Here are some suggestions I can provide to emotionally support you during this time when it’s difficult to know where to turn to find peace or comfort.

  1. Find a reliable medical source to assist you in making healthcare & lifestyle choices.  Personally, I am following the CDC or the World Health Organization.
  2. Monitor the frequency and timing of your “checking” behaviors as it relates to not only your reliable medical source, but also social media’s coverage of Coronavirus. Research tends to show that the more you engage in checking or reassurance, the more uncertain you feel, thus increasing the checking behavior and overall anxiety.
  3. Focus on what you CAN do or who you CAN help, not on the tragedies that are out of your control.  Let global tragedy motivate you to research ways you can become an active participant either during this pandemic or after it resides.  Take the opportunity to learn more about your values, and then commit it to the action of helping.
  4. Focus on SMART goals.  Smart goals are Specific, Measurable, Attainable, Realistic, and Timely.  They are small and designed to be used to help you stay present while maintaining a sense of mastery when life feels all too overwhelming.
  5. HALT.  This is a check-in skill that reminds you to pay attention to yourself and meet your own basic needs.  Hungry, Angry/Afraid, Lonely, or Tired?
  6. Self-soothing skills help you get out of your head and into your sensations.  Pick a favorite thing (sight, sound, touch, taste, smell) from each category and describe it to yourself without judging the quality of your experience.  It’s harder than it sounds, but it’s a great way to ease your mind and lift your mood.
  7. Manage stress for your immune system: In addition to keeping ourselves healthy by washing our hands, drinking plenty of water, and engaging in other health-promoting measures, we can bolster our immune system by managing our stress. Our body’s immune system is inextricably linked to our nervous system, which means that when we experience prolonged stress, we are more susceptible to illness.  Breathe, play, exercise, laugh, and engage in a creative outlet that will physically calm you down.
  8. Spend the extra time you have reflecting, not avoiding. Chances are you are afraid to slow down for one reason or another.  You might find benefit taking the extra time you have to reflect while you read, write, or walk in nature.
  9. Social Distancing not Emotional Distancing During the Coronavirus.  Find ways to connect with your family/friends in person or out of town.  Cook together, converse, play games, and watch your favorite shows.
  10. Communicate while in close quarters.  Use skills to help you identify and share your feelings instead of displacing your stress.  Statements like, “I am feeling blank when you blank” because “I am needing blank” can help defuse a conflict that may arise while self-quarantined. Other skills such as deep breathing or drinking a glass of water before responding may help prevent responding in anger.

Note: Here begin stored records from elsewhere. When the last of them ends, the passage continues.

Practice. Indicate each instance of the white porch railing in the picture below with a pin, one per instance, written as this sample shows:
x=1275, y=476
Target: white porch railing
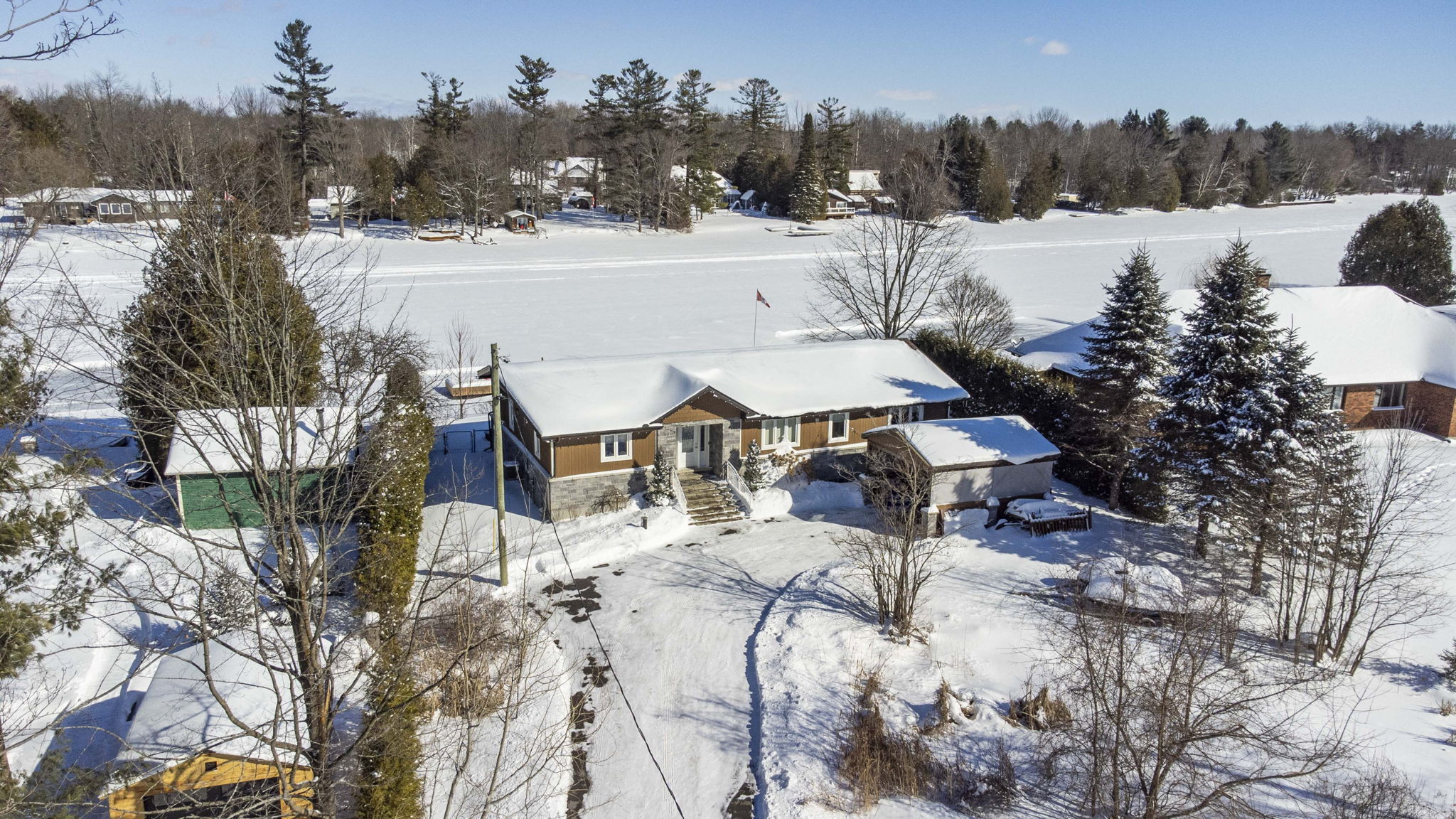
x=679, y=498
x=739, y=488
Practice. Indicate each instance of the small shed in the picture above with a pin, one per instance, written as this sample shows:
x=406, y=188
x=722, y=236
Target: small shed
x=975, y=459
x=519, y=222
x=188, y=745
x=211, y=461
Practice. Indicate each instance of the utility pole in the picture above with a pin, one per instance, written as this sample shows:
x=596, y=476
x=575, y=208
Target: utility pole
x=500, y=456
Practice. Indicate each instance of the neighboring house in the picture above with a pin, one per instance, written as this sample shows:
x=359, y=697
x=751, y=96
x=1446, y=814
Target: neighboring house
x=76, y=206
x=583, y=427
x=572, y=172
x=184, y=754
x=1388, y=360
x=864, y=184
x=211, y=470
x=975, y=459
x=519, y=222
x=837, y=205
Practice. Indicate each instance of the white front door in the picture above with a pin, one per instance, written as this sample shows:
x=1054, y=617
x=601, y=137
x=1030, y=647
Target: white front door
x=692, y=448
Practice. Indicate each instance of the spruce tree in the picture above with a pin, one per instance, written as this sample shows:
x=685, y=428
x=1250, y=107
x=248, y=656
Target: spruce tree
x=1125, y=363
x=753, y=474
x=807, y=200
x=839, y=143
x=305, y=97
x=1407, y=248
x=993, y=200
x=660, y=483
x=1037, y=190
x=1221, y=404
x=695, y=122
x=215, y=295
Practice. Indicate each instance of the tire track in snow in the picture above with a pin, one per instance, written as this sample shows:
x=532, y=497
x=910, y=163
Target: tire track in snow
x=761, y=784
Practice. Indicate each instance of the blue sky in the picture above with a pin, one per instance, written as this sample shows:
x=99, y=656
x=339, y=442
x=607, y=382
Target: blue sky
x=1297, y=62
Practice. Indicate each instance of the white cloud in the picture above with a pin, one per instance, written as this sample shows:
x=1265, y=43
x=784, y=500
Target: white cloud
x=904, y=95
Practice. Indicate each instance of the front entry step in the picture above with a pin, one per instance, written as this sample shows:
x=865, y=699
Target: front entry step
x=710, y=500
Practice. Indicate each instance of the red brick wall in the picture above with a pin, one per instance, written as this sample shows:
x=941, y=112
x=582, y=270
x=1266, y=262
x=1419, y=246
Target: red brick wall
x=1428, y=407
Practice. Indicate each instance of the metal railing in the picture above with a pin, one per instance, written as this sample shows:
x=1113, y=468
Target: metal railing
x=739, y=488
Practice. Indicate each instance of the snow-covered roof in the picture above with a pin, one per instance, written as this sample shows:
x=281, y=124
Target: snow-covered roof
x=594, y=395
x=963, y=442
x=1365, y=334
x=92, y=194
x=208, y=442
x=179, y=716
x=864, y=181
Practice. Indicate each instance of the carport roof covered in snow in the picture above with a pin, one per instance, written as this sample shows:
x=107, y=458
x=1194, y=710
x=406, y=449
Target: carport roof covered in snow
x=596, y=395
x=973, y=442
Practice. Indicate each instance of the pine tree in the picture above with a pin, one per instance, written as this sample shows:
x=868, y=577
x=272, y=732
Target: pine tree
x=660, y=484
x=215, y=294
x=1407, y=248
x=529, y=95
x=446, y=111
x=695, y=123
x=761, y=114
x=1037, y=190
x=753, y=474
x=839, y=143
x=807, y=200
x=1125, y=363
x=306, y=105
x=993, y=201
x=1214, y=434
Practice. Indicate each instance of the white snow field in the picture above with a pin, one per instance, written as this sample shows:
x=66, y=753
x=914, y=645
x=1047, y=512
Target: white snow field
x=737, y=645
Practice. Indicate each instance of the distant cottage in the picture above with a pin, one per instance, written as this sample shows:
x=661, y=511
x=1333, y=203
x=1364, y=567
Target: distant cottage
x=1388, y=362
x=586, y=426
x=76, y=206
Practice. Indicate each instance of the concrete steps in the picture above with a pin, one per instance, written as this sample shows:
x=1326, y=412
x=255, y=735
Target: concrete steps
x=708, y=499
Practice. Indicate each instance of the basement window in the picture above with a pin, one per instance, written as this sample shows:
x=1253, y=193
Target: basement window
x=616, y=446
x=1389, y=397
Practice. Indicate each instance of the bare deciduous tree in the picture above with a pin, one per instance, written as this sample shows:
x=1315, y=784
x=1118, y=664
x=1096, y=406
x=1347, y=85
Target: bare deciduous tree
x=976, y=312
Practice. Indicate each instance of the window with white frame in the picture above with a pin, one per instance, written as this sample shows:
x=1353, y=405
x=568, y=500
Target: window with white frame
x=616, y=446
x=1389, y=397
x=907, y=414
x=781, y=432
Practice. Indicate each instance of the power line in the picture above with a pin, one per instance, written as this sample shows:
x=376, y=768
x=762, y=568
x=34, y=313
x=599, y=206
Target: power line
x=618, y=678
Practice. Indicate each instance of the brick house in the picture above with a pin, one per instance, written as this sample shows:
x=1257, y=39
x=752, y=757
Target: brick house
x=1388, y=360
x=583, y=427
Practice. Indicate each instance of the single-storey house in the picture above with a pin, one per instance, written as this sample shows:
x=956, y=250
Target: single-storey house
x=75, y=206
x=519, y=222
x=211, y=466
x=583, y=427
x=975, y=459
x=187, y=749
x=865, y=184
x=1388, y=362
x=837, y=205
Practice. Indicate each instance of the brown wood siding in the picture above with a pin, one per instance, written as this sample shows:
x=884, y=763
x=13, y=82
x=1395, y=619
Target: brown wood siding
x=582, y=455
x=193, y=774
x=702, y=408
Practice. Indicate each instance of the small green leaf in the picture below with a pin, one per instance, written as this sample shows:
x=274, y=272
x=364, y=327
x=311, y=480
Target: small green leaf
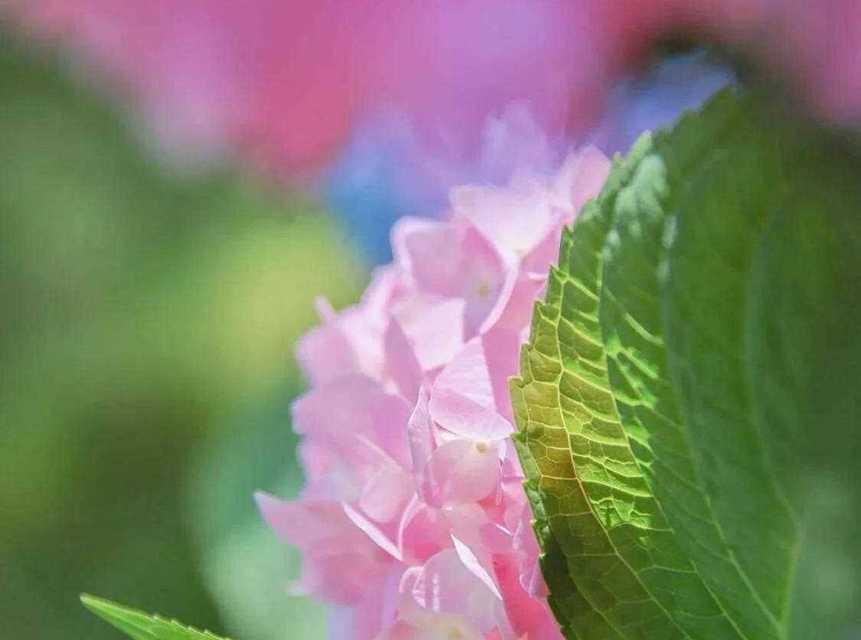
x=141, y=626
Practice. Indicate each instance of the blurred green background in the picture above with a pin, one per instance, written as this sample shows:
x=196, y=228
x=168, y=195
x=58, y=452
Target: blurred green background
x=147, y=321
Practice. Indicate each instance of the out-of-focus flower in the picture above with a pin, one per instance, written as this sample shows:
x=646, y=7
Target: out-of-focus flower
x=414, y=520
x=290, y=81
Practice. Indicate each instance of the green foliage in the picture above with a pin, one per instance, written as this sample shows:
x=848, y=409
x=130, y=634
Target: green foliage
x=141, y=626
x=142, y=311
x=689, y=398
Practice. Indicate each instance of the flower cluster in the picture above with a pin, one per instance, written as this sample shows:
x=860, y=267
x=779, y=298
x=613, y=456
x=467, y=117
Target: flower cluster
x=414, y=522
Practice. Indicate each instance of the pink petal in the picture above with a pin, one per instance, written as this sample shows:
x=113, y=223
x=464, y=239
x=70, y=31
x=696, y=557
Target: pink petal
x=373, y=532
x=462, y=399
x=401, y=363
x=446, y=586
x=471, y=562
x=460, y=471
x=433, y=326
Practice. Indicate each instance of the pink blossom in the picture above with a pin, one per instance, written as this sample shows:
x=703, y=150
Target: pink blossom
x=414, y=521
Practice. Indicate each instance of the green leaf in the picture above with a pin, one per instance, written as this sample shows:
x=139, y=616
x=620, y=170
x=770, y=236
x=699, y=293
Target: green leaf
x=141, y=626
x=678, y=409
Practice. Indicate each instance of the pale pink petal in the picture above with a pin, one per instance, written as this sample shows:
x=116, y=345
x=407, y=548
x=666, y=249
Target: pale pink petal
x=402, y=366
x=420, y=432
x=355, y=406
x=528, y=616
x=446, y=586
x=513, y=219
x=473, y=565
x=460, y=471
x=582, y=177
x=386, y=493
x=373, y=532
x=433, y=326
x=462, y=399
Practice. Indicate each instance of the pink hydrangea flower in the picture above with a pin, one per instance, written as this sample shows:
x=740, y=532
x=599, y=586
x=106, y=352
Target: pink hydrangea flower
x=414, y=521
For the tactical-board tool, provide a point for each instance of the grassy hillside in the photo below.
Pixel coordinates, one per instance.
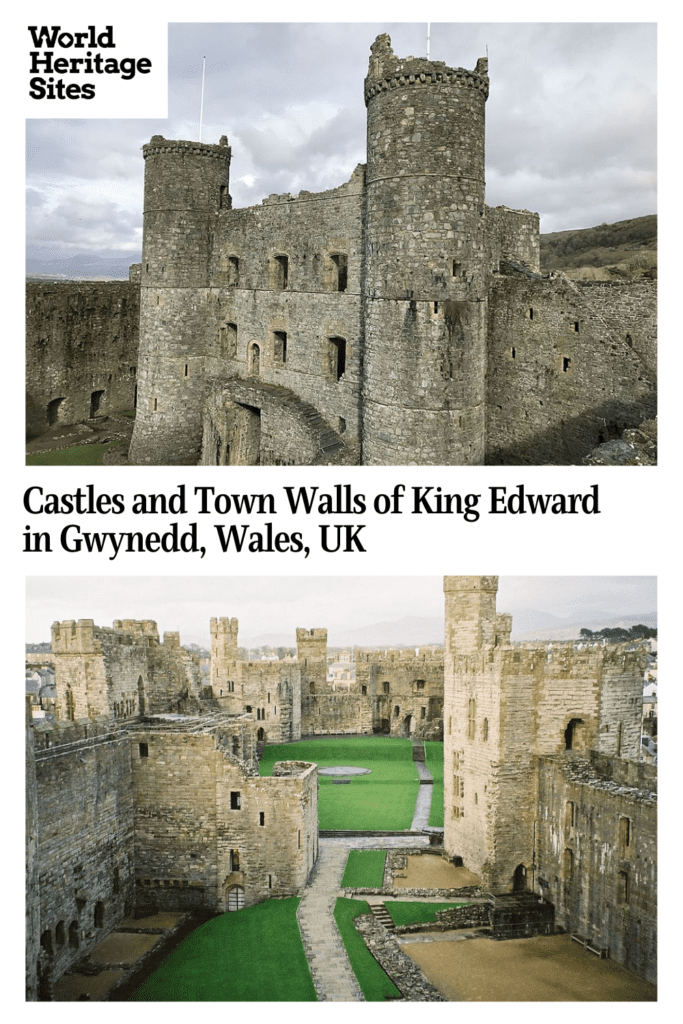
(626, 251)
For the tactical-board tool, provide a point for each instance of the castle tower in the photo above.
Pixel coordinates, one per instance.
(424, 285)
(185, 184)
(223, 659)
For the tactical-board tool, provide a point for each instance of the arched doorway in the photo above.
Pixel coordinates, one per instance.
(573, 735)
(236, 898)
(519, 879)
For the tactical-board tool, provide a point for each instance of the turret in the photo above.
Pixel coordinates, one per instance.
(424, 284)
(185, 185)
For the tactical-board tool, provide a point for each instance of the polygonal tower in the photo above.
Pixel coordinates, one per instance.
(424, 288)
(185, 184)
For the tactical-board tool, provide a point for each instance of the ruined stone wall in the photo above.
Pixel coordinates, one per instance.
(84, 840)
(505, 705)
(81, 350)
(122, 672)
(207, 823)
(424, 285)
(406, 690)
(597, 857)
(561, 378)
(513, 236)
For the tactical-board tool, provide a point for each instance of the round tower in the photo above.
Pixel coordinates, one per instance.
(424, 282)
(185, 185)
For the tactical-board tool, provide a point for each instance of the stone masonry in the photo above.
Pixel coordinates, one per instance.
(395, 320)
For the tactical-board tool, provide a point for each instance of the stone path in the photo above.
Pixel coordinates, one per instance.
(423, 803)
(333, 977)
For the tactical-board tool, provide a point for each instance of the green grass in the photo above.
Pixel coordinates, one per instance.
(253, 955)
(410, 913)
(383, 800)
(375, 984)
(77, 455)
(434, 760)
(365, 869)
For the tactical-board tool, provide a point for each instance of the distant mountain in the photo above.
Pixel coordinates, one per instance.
(593, 621)
(626, 250)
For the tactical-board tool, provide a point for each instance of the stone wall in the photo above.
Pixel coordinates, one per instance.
(563, 376)
(597, 855)
(84, 840)
(81, 350)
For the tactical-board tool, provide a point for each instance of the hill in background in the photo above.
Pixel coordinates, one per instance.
(625, 251)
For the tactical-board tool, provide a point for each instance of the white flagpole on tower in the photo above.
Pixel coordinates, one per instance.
(202, 102)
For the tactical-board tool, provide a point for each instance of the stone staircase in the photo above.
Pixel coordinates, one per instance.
(382, 915)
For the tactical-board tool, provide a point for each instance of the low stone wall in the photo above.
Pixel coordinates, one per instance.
(406, 975)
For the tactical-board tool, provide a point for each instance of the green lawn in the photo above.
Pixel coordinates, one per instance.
(254, 955)
(77, 455)
(410, 913)
(375, 984)
(383, 800)
(434, 761)
(365, 869)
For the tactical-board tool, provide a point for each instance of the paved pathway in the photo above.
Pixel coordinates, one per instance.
(423, 803)
(333, 977)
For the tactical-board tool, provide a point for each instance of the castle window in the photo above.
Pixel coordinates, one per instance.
(280, 347)
(569, 814)
(227, 341)
(255, 360)
(95, 401)
(340, 261)
(623, 887)
(280, 268)
(625, 834)
(236, 898)
(336, 357)
(471, 715)
(53, 411)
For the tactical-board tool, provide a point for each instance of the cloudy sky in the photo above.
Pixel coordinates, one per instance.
(570, 126)
(280, 604)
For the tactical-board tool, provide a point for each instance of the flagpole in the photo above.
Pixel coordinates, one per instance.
(202, 102)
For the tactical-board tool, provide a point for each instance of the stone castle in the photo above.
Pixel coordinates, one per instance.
(395, 320)
(544, 790)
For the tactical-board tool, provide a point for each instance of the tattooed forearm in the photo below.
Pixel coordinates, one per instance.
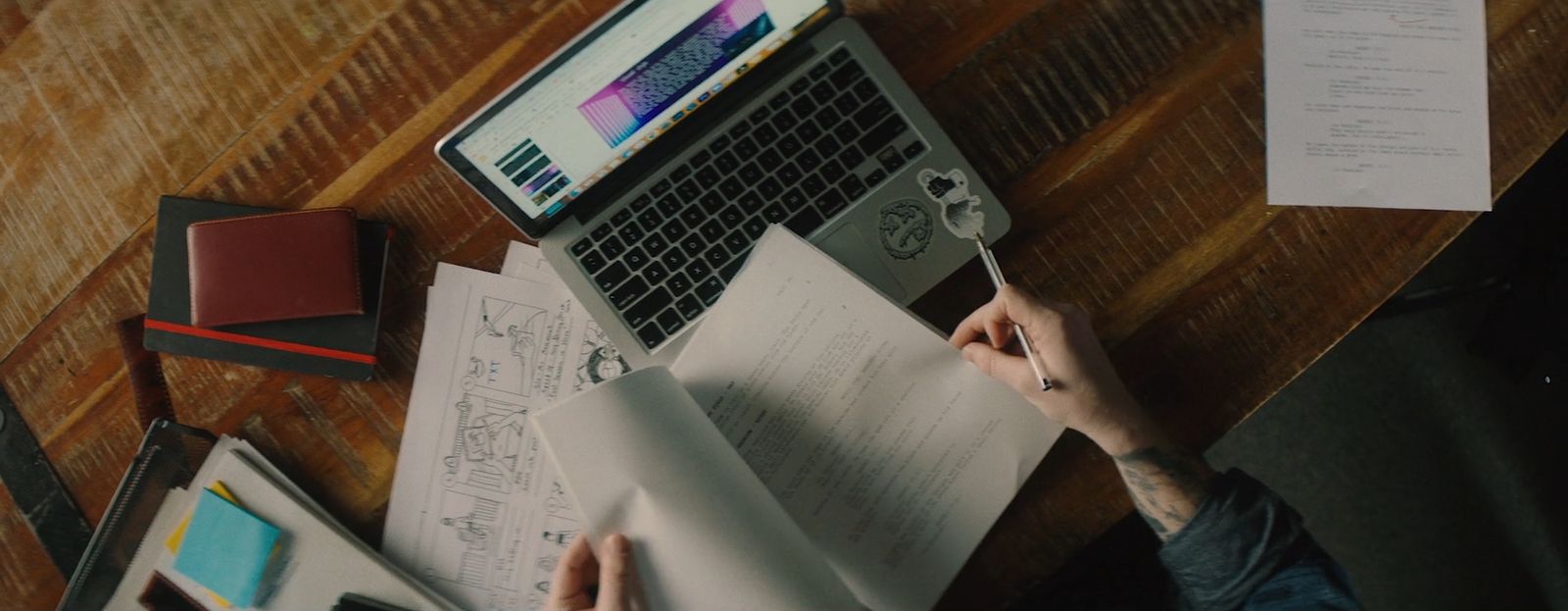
(1165, 484)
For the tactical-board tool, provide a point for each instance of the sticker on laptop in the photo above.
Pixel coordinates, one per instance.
(906, 229)
(960, 209)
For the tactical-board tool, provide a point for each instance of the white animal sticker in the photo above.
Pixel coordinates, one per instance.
(960, 209)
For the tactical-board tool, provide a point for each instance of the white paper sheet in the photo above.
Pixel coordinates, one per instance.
(475, 506)
(642, 459)
(1377, 104)
(882, 441)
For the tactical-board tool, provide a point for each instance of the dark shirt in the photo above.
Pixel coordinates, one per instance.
(1247, 550)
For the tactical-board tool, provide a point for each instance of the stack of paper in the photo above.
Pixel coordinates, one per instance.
(477, 509)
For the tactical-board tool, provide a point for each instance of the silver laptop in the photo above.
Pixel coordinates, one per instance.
(651, 151)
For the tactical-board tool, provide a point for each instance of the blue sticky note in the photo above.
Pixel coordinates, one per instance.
(226, 548)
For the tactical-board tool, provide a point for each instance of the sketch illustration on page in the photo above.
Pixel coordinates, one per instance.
(483, 516)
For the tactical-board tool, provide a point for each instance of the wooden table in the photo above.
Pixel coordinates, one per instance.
(1126, 138)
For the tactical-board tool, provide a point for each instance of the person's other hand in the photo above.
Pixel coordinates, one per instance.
(580, 569)
(1087, 394)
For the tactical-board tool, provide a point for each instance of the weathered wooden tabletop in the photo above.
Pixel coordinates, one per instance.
(1126, 137)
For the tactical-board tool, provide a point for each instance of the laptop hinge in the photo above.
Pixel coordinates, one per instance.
(671, 145)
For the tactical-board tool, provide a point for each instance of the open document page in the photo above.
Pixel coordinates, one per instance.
(893, 453)
(1379, 104)
(642, 459)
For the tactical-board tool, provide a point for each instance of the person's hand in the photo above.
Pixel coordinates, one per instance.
(580, 569)
(1087, 394)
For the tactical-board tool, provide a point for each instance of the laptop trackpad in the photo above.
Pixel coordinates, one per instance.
(851, 248)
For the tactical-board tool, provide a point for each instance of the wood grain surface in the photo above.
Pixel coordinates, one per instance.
(1126, 138)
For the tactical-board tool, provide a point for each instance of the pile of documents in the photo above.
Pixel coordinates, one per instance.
(812, 445)
(477, 509)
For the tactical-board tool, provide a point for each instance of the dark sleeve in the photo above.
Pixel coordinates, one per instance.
(1247, 548)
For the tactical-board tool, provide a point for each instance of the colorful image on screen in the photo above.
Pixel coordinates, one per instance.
(674, 68)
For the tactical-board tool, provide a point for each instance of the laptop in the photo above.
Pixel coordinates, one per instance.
(650, 153)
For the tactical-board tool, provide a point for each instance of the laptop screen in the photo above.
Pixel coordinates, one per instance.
(546, 145)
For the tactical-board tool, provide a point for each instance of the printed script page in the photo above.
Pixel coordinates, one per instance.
(642, 459)
(1377, 104)
(890, 449)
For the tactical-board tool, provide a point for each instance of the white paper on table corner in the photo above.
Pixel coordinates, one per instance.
(1377, 106)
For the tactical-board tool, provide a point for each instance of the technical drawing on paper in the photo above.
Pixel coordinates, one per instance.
(490, 448)
(506, 344)
(600, 358)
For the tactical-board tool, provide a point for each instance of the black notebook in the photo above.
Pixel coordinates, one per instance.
(337, 346)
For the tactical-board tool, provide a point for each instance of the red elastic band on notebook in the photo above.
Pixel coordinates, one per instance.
(273, 344)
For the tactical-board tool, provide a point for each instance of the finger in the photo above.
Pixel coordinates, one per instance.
(972, 327)
(1000, 331)
(615, 574)
(569, 583)
(1003, 366)
(1023, 308)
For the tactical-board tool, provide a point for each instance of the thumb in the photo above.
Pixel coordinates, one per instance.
(1003, 366)
(615, 574)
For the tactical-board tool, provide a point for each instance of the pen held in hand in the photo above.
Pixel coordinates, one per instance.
(995, 271)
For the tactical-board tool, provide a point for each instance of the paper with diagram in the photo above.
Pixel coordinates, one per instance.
(475, 506)
(1377, 104)
(859, 428)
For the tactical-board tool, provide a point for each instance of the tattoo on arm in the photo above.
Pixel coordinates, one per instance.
(1167, 485)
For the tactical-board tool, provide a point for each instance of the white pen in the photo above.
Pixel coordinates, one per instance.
(995, 271)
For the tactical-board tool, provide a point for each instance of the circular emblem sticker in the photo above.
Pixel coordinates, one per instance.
(906, 229)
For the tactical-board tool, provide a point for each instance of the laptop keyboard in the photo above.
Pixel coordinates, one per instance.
(815, 146)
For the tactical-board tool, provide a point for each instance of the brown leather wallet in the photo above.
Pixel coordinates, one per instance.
(273, 268)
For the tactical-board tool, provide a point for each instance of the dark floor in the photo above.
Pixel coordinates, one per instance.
(1429, 449)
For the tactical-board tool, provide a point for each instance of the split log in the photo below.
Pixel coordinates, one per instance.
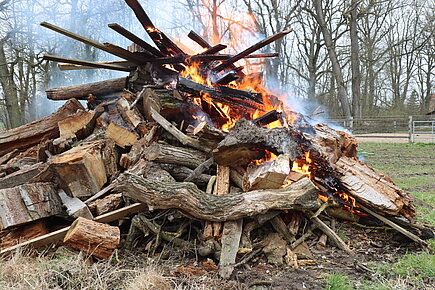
(107, 204)
(74, 206)
(373, 189)
(58, 235)
(83, 170)
(22, 176)
(28, 202)
(91, 64)
(186, 197)
(121, 136)
(79, 125)
(181, 173)
(33, 133)
(13, 236)
(96, 239)
(247, 142)
(169, 154)
(269, 175)
(81, 92)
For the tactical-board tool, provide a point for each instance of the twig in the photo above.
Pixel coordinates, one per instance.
(200, 169)
(395, 226)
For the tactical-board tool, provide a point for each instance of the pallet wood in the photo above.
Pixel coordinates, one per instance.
(186, 197)
(83, 170)
(33, 133)
(81, 92)
(28, 202)
(96, 239)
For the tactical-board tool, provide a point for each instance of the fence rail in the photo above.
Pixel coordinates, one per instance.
(415, 128)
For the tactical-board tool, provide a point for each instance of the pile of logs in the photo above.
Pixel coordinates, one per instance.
(139, 158)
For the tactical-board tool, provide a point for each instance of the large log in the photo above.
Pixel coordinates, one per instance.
(96, 239)
(373, 189)
(83, 170)
(33, 133)
(28, 202)
(81, 92)
(186, 197)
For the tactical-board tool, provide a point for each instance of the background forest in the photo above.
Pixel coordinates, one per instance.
(354, 57)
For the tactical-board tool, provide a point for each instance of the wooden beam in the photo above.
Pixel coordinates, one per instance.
(58, 235)
(142, 43)
(91, 64)
(250, 50)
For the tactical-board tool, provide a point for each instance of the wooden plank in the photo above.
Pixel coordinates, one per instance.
(142, 43)
(251, 49)
(58, 235)
(87, 63)
(81, 92)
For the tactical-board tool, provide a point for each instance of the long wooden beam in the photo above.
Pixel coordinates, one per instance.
(90, 64)
(129, 35)
(251, 49)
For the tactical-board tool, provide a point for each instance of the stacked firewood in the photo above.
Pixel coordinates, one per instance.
(154, 146)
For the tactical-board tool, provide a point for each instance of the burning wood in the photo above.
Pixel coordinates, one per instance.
(174, 124)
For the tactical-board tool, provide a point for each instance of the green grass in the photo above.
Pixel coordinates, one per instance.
(412, 168)
(338, 282)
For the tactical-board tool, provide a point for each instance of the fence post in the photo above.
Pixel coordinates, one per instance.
(410, 130)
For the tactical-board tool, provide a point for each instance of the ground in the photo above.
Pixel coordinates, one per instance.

The point is, while we practice social distancing, we can learn a lot about ourselves and those we love around us.  When we choose to find ways we can engage with ourselves, others, and the world around us in meaningful ways, we can live with purpose and build perspective and resilience.

One of my favorite quotes is from an Australian neurologist and psychiatrist that survived the Holocaust and went on to create a therapy (Logotherapy), aimed at helping remove the barriers that limit people from truly living a fulfilling life.   Victor Frankl said, “Between stimulus & response there is a space.  In that space is our power to choose our response.  In our response lies our growth & our freedom.”

When trepidation is at its highest, my hope in offering some suggestions is that instead of feeling paralyzed and exhausted by the Coronavirus, you will use this as an opportunity to reflect, find comfort, and a sense of clarity helping you navigate the anxiety and stress that is inevitable.